What is the value of a newspaper’s blog?


The Arkin affair will diminish the ability of newspaper readers to know what biases affect mainstream reporting. It won’t stop the biases, just lead to they being more hidden.

A newspaper sponsors a blog for its print reporters and for others in order to extend its franchise (and maybe provide a transition to a paperless newspaper), to provide additional information and comment that doesn’t fit the space or relevance of the print version, and now we know not to let readers know how (at least for the Washington Post, and probably others) newspaper staff really think.

I’m conflicted. I’d really like to know more about what a newspaper’s reporters really think, and their biases. I don’t want to know in order to go ballistic on this or that matter, though I may.

I’d really rather be concentrating on understanding the news. In order to do so, I want -- need -- to know in order to better appraise what filters and foci are being applied to the background and larger environment of what they do select to report or emphasize.

That would certainly be easier than digging through many other sources, particularly in the alternative media and blogs, in order to get the crucial information the major media leaves out, and in order to get a better fix on which major media reporting is reliable.

Of course, it may be uncomfortable for a newspaper to be hammered for comments deemed egregious by many readers, and such prejudices should be kept out of reporting – indeed far more than at present. But, rather than cloaking the opinions of reporters, major media should encourage them to be more forthcoming in separate opinion sections and particularly at their blogs.

The Washington Post’s ombudsman, Deborah Howell, reflects of the William Arkin affair in “A Blog’s Blast Damage.” Ms. Howell notes of Arkin calling our professional military “mercenary”:

Readers usually take things literally. And an editor should have told him to take out the word. That's what editors are for: They keep opinion writers from making fools of themselves.

Then, Ms. Howell reports what, instead, did and didn’t happen:

An editor read his column before it was posted but didn't see the problem. Jim Brady, washingtonpost.com's executive editor, said that had he seen it, he would have asked for changes. Arkin said he would have made them.

Why? Ms. Howell doesn't address the editor's bias that would lead him or her to see nothing wrong with calling our servicepeople mercenaries. She just sees a failure to be more tactful or better cloaked in being biased:

What's the difference between opinion writing for the newspaper and for washingtonpost.com? The writing can be similar, but the editing is more intense at the newspaper. More experienced eyes see a story or a column before it goes into the paper; The Post has several levels of rigorous editing. There is "less of an editing process" for blogs at the more immediacy-oriented Web site, Brady said.

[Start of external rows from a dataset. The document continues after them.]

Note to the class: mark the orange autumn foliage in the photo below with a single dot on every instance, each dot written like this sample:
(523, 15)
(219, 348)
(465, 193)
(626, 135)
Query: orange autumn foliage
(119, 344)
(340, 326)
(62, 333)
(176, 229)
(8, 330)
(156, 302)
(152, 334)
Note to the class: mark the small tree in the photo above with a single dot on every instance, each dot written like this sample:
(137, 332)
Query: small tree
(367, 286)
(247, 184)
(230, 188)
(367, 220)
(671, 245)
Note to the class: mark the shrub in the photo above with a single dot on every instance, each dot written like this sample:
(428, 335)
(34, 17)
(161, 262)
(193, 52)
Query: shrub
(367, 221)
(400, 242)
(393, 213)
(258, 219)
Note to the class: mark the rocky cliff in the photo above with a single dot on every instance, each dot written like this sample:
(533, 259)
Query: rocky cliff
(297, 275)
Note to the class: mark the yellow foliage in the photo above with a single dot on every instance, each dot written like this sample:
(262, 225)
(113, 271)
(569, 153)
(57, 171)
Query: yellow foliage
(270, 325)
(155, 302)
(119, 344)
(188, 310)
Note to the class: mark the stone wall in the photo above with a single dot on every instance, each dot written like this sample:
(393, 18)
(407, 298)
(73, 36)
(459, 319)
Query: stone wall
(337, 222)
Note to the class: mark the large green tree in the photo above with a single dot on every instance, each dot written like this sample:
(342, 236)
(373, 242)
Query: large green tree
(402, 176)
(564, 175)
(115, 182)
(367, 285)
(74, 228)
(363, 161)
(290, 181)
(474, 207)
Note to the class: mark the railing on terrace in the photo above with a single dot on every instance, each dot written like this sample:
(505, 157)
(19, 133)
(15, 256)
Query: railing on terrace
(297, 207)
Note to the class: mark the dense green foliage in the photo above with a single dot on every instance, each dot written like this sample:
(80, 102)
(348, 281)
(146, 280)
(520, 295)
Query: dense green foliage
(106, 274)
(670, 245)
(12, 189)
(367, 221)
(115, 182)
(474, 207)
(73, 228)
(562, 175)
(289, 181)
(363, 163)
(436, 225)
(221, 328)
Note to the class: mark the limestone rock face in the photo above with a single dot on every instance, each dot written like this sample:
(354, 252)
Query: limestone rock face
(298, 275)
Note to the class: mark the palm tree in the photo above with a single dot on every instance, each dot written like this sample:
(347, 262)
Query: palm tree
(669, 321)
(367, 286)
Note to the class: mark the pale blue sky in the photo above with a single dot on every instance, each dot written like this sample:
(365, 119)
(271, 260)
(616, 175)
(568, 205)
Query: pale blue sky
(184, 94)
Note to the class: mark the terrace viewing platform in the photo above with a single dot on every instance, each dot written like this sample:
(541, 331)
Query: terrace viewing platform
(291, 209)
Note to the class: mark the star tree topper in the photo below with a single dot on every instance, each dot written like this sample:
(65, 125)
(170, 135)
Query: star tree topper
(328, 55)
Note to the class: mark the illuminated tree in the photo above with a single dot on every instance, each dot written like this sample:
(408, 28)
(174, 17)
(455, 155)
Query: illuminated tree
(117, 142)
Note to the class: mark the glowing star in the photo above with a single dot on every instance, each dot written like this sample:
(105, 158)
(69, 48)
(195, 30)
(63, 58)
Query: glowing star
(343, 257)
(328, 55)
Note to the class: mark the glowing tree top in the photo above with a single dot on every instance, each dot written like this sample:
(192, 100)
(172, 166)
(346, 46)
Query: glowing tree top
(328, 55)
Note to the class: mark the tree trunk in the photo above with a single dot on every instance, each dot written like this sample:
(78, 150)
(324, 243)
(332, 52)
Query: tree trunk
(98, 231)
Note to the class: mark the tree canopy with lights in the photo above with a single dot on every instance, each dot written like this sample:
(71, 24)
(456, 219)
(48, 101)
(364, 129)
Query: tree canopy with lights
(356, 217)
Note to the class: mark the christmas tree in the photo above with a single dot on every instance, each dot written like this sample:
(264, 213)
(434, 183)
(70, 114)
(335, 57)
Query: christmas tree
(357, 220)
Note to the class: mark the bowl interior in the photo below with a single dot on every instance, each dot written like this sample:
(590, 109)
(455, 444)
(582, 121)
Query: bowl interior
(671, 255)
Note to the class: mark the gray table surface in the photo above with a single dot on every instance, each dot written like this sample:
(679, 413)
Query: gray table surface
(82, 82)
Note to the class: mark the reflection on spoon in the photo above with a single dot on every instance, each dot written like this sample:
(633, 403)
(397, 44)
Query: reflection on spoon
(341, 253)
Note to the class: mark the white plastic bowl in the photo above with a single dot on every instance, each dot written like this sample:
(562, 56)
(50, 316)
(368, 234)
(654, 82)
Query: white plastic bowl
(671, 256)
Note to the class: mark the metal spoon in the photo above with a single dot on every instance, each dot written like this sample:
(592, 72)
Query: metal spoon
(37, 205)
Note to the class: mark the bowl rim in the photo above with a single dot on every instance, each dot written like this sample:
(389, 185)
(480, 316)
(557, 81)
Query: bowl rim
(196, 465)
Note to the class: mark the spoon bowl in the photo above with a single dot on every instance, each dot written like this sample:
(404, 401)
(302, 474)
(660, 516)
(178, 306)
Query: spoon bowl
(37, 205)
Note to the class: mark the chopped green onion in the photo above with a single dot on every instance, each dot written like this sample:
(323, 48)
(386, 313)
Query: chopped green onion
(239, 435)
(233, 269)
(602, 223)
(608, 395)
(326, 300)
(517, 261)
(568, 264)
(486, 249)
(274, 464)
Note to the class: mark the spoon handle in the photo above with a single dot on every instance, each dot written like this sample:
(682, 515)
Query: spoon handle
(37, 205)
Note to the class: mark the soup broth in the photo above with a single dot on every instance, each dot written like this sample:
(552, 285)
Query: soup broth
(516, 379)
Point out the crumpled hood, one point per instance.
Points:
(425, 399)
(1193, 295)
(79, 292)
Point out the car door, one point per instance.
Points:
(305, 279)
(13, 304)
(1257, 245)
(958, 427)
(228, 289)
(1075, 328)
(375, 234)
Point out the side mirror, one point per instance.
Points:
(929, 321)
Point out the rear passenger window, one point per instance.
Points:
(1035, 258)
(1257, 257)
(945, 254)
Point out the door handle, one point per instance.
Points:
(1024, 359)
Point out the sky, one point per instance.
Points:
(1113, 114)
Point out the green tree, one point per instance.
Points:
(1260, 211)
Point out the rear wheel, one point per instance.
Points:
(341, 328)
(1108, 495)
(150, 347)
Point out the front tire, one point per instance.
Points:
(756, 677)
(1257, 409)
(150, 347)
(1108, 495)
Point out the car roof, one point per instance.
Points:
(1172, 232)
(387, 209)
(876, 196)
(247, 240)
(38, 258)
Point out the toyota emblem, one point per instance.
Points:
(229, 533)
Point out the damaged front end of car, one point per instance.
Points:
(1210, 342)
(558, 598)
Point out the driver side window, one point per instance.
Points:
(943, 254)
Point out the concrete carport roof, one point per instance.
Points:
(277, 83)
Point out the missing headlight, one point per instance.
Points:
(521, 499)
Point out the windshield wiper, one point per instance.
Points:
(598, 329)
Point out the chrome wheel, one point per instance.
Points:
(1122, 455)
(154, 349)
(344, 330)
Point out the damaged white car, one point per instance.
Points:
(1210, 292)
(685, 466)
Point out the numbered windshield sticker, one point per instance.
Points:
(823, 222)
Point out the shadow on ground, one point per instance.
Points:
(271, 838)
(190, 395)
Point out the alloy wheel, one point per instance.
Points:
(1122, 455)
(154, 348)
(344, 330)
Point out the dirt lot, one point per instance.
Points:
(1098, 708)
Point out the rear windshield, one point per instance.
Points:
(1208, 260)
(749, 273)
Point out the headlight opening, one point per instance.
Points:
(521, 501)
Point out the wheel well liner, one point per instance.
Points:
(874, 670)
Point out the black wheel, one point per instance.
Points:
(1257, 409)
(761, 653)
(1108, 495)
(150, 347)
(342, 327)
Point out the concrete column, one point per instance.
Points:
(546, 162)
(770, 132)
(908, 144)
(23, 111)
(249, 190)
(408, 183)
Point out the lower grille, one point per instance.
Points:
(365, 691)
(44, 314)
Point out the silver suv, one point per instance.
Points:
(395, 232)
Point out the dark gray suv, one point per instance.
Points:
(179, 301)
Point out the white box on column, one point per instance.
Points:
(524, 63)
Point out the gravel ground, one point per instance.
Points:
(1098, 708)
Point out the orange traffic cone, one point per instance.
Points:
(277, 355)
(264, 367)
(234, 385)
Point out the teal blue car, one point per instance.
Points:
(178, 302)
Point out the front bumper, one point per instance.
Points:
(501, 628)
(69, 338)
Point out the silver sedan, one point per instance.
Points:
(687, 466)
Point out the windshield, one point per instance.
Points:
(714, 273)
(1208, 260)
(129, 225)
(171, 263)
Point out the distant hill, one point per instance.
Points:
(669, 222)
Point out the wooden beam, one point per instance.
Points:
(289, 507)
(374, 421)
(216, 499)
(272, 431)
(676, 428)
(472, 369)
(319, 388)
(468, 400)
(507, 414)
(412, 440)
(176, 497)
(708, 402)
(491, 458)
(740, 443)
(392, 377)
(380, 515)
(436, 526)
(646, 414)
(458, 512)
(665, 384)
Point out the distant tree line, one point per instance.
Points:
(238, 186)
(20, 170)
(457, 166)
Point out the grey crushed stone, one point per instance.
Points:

Ms. Howell doesn’t dodge the issue of standards:

Arkin's column did not meet Post standards, but then, newspaper editing isn't perfect, either. But "mercenary" surely is live ammo; such an incendiary word should have popped out in flames to Post editors.

And it is good editing that should prevail when a report carries The Post's banner.

Newspapers’ bloggers and newspaper blog editors will become more circumspect as a result of the Arkin affair. We will have a smaller window into the actual thinking and filters that influence newspapers’ product. There are many more Arkins and editors who fail to meet standards. We deserve to have more of them expose themselves.